In light of Holland’s ruling, Greenpeace said the government would now have to step up action to cut emissions, with Faiza Oulahsen the organisation’s Dutch branch hailing it “an immense victory for climate justice.”

Earlier this year, the Dutch government announced what it called a climate agreement — a raft of measures intended to cut emissions by 49 per cent by 2030. But it appears unlikely the action already underway will be enough to meet the goal set by the courts in the Urgenda case.

A report by the country’s Environmental Assessment Agency published last month estimated that Dutch greenhouse gas emissions in 2020 would be about 23 per cent lower than 1990 levels.
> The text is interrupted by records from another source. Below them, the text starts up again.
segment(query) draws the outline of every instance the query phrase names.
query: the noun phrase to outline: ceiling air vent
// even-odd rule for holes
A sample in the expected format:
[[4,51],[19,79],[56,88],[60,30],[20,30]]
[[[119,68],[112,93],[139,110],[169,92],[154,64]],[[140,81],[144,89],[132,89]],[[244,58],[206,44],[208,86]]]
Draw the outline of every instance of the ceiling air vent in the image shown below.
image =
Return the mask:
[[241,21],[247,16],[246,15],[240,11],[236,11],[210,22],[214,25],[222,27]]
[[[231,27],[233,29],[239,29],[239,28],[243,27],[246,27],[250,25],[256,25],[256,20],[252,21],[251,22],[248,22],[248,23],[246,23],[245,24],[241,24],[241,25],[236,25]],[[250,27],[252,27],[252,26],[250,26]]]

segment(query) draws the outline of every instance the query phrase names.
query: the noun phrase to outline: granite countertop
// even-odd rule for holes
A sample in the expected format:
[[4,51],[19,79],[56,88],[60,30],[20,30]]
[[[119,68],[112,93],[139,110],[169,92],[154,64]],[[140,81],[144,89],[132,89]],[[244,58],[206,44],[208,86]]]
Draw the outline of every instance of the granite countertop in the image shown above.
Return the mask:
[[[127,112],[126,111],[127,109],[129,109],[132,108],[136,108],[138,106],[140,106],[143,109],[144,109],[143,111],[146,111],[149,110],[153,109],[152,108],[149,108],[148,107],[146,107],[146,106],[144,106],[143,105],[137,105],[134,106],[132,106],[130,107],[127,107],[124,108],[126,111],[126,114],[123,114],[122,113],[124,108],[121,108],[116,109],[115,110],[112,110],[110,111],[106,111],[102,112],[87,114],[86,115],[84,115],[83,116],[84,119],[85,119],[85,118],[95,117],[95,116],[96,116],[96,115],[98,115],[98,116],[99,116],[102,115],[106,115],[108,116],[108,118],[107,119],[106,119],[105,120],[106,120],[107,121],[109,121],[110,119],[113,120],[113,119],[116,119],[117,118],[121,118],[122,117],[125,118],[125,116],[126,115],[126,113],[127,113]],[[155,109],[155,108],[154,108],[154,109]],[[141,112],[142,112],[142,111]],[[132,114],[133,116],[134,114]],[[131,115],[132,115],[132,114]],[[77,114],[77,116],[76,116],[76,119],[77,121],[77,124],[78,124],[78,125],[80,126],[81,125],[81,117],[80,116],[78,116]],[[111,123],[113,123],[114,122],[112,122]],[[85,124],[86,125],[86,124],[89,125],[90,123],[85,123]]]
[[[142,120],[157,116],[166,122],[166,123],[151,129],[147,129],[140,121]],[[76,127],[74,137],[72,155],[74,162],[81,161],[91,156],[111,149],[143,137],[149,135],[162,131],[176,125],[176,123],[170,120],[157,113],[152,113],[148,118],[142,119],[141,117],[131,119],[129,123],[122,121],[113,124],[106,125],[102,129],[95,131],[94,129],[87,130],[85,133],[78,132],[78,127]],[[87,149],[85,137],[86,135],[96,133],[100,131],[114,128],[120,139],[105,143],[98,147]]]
The agency said the reduction could be anywhere from 19 to 26 per cent.

But Urgenda director Marjan Minnesma was sceptical about those projections, saying they were “very, very, very optimistic”.

“Measures now will have to be drastic and the government owes that entirely to itself, because this verdict has not been taken seriously by Prime Minister Rutte for four years,” Ms Oulahsen said.

Ms Minnesma said the problem of climate change is already clearly visible — citing the wildfires raging in Australia as an example — and things like risings seas pose a very real threat to the low-lying Netherlands.

“Our country is to a large extent below sea level, so at a certain point in time if it goes as quickly as it goes right now, you might have a serious problem here,” she said.